Said Lúgh to Moeltne: ‘Shall Bres be spared for giving the men of Ireland a harvest of corn every quarter?’
‘This has suited us’; saith Maeltne: ‘the spring for ploughing and sowing, and the beginning of summer for the end of the strength of corn, and the beginning of autumn for the end of the ripeness of corn and for reaping it. Winter for consuming it.’
‘That does not rescue thee’, saith Lúgh to Bres. ‘Forbotha’ etc., [...] saith he.
‘Less than that rescues thee’, saith Lúgh. ‘What?’ says Bres.
‘How shall the men of Ireland plough? How shall they sow? How shall they reap? After making known these three things thou wilt be spared’. ‘Tell them’ says Bres ‘that their ploughing be on a Tuesday, their casting seed into the field be on a Tuesday, their reaping on a Tuesday.’
So through that stratagem Bres was let go free.

(The Second Battle of Moytura, translated by Whitley Stokes, pp 106-107)

Here it is Lúgh who wins the harvest for the Tribe, conquering the malign elements of the Land. Yet we should remember that Lúgh is half Fomorian and so, in a sense, is in conflict with himself and has subdued an essential part of himself. Something we may return to later.
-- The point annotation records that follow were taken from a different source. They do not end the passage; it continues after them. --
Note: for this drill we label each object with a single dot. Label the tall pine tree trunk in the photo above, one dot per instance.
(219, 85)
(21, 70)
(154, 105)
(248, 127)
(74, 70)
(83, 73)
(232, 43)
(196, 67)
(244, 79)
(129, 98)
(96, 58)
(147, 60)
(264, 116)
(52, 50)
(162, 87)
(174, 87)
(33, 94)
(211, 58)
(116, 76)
The Irish festival of Lúghnasadh, the assembly of Lúgh, on August 1st was said, according to one account, to have been instigated by Lúgh to commemorate his foster-mother Tailtiu, whose name, according to Alexei, means Great One of the Earth from Old Celtic talantiu. Tailtiu is renowned for having cleared the plain in the centre of Ireland for agriculture. The festival was originally a time when the people of the tribes gathered, when contracts were made, trade undertaken, artists and craftsmen displayed their wares and there were sports and competitions.

More recently the agricultural aspect of the festival was all that survived and a prime part of the proceedings was an enactment of the myth of the triumph of Culture versus Nature, where humankind, the Tribe, win the harvest from the malign powers of the Land.

The classic work on this is, of course, The Festival of Lúghnasa by Máire Mac Néill, London, Oxford University Press, 1962.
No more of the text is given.